As literary compositions, they have some decided merits. Their style is glowing, animated, and stirring. The preacher is at earnest in his work. They flow from an ardent temperament, and have more of fervor and unction than is usual among our New England divines. They will remind the reader more of French than of English sermons. We find in them vivid pictures, animated appeals, and warm exhortations, rather than elaborate expositions of doctrine, or arguments addressed to the understanding. The preacher is more solicitous to impress acknowledged truths than to maintain disputed propositions. The strain of remark and illustration is sometimes the more effective from its plainness and directness. The faults and short-comings of humanity are pointed out, without any circumlocution or paraphrase, in those terse and unmistakable terms which arrest the attention and cling to the memory.

The defects of the sermons are those to which compositions written for oral delivery are most exposed. The style is occasionally too exuberant, diffuse, and declamatory. Some of the paragraphs read coldly, and seem a little overdone ; though with the aid of the voice, countenance, and gesture of an animated and impressive speaker, no such defect. would probably have been observed.

3. — Tables of Bearings, Distances, Latitudes, Longitudes, fc.,

ascertained by the Astronomical and Trigonometrical Survey of Massachusetts. Published agreeably to a Resolve of the General Court, by John G. PALFREY, Secretary of the Commonwealth. Boston: Dutton & Wentworth, State Printers. 1846. 8vo. pp. 73.
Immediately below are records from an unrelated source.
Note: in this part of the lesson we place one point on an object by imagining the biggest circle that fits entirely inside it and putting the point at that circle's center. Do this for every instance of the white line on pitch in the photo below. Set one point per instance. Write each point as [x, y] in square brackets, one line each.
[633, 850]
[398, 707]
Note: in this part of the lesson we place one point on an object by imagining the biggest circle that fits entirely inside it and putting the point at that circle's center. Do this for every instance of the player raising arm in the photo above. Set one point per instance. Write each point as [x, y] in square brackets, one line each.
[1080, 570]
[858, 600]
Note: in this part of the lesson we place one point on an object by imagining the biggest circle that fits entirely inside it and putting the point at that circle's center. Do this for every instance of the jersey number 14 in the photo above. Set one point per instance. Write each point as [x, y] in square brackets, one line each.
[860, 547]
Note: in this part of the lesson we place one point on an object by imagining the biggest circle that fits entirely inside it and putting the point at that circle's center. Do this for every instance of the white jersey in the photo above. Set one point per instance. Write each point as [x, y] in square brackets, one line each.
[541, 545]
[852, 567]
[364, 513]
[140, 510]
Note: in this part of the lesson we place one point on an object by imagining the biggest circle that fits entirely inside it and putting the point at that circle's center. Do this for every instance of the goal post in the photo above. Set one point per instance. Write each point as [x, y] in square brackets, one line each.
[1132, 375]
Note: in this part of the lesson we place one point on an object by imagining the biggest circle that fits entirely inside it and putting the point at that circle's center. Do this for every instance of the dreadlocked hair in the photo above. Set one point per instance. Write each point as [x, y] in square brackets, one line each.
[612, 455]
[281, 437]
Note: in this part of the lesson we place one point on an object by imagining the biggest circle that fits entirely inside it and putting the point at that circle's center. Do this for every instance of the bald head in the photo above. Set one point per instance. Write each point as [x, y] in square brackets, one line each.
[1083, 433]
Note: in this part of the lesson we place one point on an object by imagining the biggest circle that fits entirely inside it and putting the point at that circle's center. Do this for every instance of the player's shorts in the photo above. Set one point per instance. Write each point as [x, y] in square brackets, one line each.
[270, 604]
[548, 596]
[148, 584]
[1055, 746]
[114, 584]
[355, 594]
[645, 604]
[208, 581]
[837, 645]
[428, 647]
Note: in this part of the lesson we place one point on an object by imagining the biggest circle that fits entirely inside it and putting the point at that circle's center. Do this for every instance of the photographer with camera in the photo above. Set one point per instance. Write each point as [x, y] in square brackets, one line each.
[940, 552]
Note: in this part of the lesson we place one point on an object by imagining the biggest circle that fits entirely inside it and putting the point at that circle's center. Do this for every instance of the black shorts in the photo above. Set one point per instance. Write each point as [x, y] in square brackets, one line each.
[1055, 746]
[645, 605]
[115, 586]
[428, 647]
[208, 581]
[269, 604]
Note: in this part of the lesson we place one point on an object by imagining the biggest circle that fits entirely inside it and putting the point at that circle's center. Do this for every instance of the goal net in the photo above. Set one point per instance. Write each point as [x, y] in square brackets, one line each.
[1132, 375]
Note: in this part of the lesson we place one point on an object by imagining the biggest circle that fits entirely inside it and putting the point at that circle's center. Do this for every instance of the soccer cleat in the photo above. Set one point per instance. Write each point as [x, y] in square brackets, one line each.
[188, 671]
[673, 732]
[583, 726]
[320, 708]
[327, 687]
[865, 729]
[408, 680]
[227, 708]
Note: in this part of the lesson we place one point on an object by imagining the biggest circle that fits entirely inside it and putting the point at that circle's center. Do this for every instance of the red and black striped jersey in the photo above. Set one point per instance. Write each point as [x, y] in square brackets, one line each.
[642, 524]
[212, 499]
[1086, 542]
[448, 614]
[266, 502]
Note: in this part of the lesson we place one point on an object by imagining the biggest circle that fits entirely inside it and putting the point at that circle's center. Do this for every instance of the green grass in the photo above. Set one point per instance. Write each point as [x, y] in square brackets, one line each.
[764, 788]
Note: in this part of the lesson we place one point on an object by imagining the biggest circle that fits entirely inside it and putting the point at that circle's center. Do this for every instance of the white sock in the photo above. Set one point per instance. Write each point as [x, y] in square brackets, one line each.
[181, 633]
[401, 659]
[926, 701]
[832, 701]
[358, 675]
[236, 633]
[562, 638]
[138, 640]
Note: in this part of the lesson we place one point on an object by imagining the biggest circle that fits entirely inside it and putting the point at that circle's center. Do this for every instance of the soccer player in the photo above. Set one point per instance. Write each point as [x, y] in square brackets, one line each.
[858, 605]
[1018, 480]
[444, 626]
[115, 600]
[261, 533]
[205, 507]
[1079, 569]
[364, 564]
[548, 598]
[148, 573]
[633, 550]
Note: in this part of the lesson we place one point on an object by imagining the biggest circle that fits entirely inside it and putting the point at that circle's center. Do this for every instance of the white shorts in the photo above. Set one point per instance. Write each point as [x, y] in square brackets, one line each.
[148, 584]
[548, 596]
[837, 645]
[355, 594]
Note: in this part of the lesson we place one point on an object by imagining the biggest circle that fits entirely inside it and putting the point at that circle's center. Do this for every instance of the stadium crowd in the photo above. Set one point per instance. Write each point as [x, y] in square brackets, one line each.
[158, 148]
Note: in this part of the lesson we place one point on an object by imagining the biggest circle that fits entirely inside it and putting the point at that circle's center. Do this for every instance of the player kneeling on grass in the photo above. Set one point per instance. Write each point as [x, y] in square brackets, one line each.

In an article upon the trigonometrical survey of this State,* our readers were informed, that “the legislature had ordered to be printed and distributed to the different towns and clerks of courts the positions and details of the stations throughout the State, as determined by the trigonometrical survey, accompanied by such other matter obtained in executing the work as may be useful in laying out roads, and in the measurement of towns. The preparation of this work, requiring considerable labor and judgment, devolves upon Dr. Palfrey, the Secretary of State." This publication is now before us, and an enumeration of its contents will not be useless, if it helps to call the attention of surveyors, engineers, astronomers, and mariners to what may be in a high degree serviceable to them in their various pursuits.

In constructing the State map, Mr. Borden, " for greater accuracy and convenience," divided the State into five sections.

North American Review, Vol. LXI., pp. 467, 468.